Another Profile In Courage
Natan Sharansky recounts his learning of Ronald Reagan's calling the Soviet Union an evil empire. (Via Best of the Web):
In 1983, I was confined to an eight-by-ten-foot prison cell on the border of Siberia. My Soviet jailers gave me the privilege of reading the latest copy of Pravda. Splashed across the front page was a condemnation of President Ronald Reagan for having the temerity to call the Soviet Union an "evil empire." Tapping on walls and talking through toilets, word of Reagan's "provocation" quickly spread throughout the prison. We dissidents were ecstatic. Finally, the leader of the free world had spoken the truth--a truth that burned inside the heart of each and every one of us.I found this quite touching. It's one of those things that makes you feel the glow you associate with truth and right. Reagan was a man who understood right and wrong and the obligation to stand up for what is right. He didn't seem courageous at the time because all we heard were howls from the cowardly in the media, who saw such statements as scary provocations and portrayed Reagan as reckless. Funny that JFK's statement, "Ick bin ein Berliner!" was treated as bold, courageous and inspiring, while Reagan's statement sent the left into spasms of denunciation. The point was the same: The Iron Curtain and the Berlin Wall were evil.

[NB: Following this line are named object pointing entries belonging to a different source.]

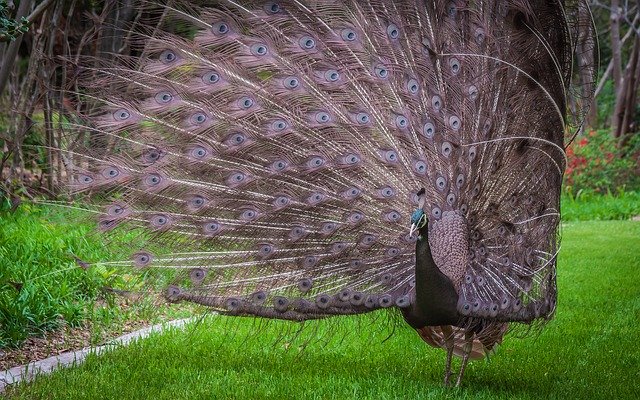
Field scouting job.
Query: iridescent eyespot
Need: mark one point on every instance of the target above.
(291, 82)
(412, 86)
(381, 71)
(455, 65)
(393, 31)
(168, 56)
(390, 156)
(272, 8)
(259, 49)
(220, 28)
(110, 172)
(163, 97)
(121, 114)
(401, 121)
(348, 35)
(198, 118)
(363, 118)
(210, 77)
(198, 152)
(322, 117)
(331, 75)
(245, 102)
(428, 130)
(436, 102)
(307, 42)
(279, 125)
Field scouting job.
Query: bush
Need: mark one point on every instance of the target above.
(596, 164)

Note, however, that Reagan didn't treat Gorbachev as an evil person. Maybe Reagan was just the continuation of Kennedy's politics in an age when the Democratic Party had moved away from them. Reagan came from an era that recognized the evil of Communism and other attempts to impose tyranny on mankind. He also knew that it was antithetical to what Americans believe and that we had missed the opportunity to confront and destroy it many times since the end of WWII.
Bush is doing just what Reagan would have done. That is really what people today should remember.